Por Comunicação FENACON

O Conselho Administrativo de Recursos Fiscais (CARF) manteve uma autuação fiscal contra uma apresentadora de televisão após concluir que a prestação de serviços por meio de pessoa jurídica foi utilizada para mascarar uma relação de emprego. A decisão confirmou a cobrança de Imposto de Renda da Pessoa Física (IRPF) e a aplicação de multa qualificada de 100%.

O processo analisou um modelo de contratação em que os serviços eram prestados por intermédio de uma empresa constituída pela própria profissional. Para a Receita Federal, no entanto, a estrutura adotada não correspondia a uma efetiva relação empresarial, mas sim a um vínculo empregatício disfarçado.

Durante o julgamento, os conselheiros avaliaram aspectos como pessoalidade, habitualidade, remuneração e subordinação na prestação dos serviços.

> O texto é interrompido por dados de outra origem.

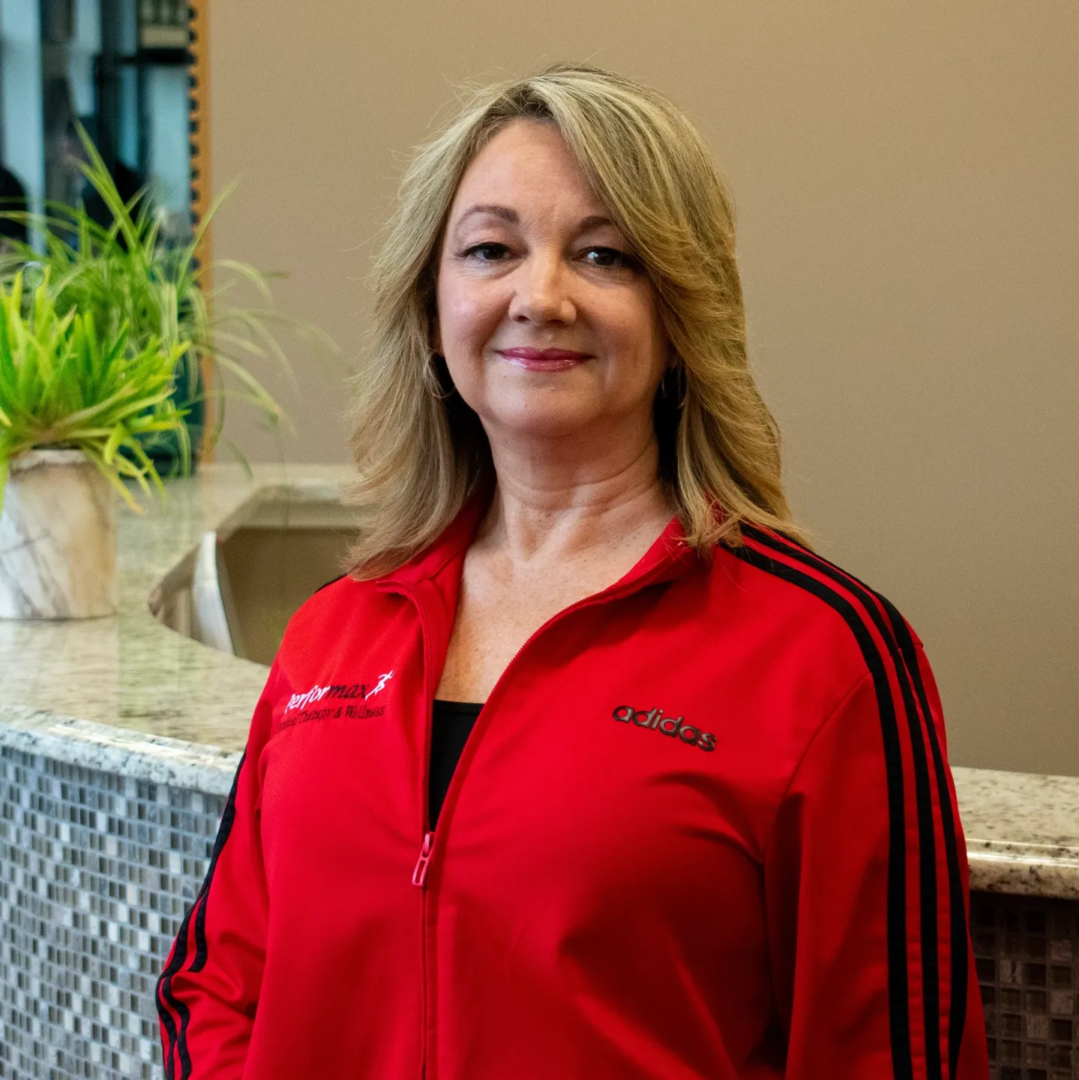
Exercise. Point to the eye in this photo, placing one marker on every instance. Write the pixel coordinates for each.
(609, 258)
(485, 253)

Segundo o entendimento vencedor, as provas reunidas no processo demonstraram que a profissional estava inserida na estrutura operacional da contratante, desempenhando atividades típicas de um empregado.

O CARF destacou que a contratação de profissionais por meio de pessoas jurídicas é permitida pela legislação e já foi reconhecida como válida pelo Supremo Tribunal Federal (STF). Entretanto, essa possibilidade não impede que a fiscalização desconsidere a operação quando identificar indícios de simulação ou fraude. Nesses casos, prevalece a análise da realidade dos fatos sobre a forma adotada pelas partes.

A decisão reforça um entendimento cada vez mais presente nos julgamentos administrativos e judiciais: a constituição de uma empresa para prestação de serviços, por si só, não caracteriza irregularidade. Contudo, quando a pessoa jurídica funciona apenas como intermediária formal de uma relação de trabalho, sem autonomia efetiva, a operação pode ser desconsiderada para fins tributários.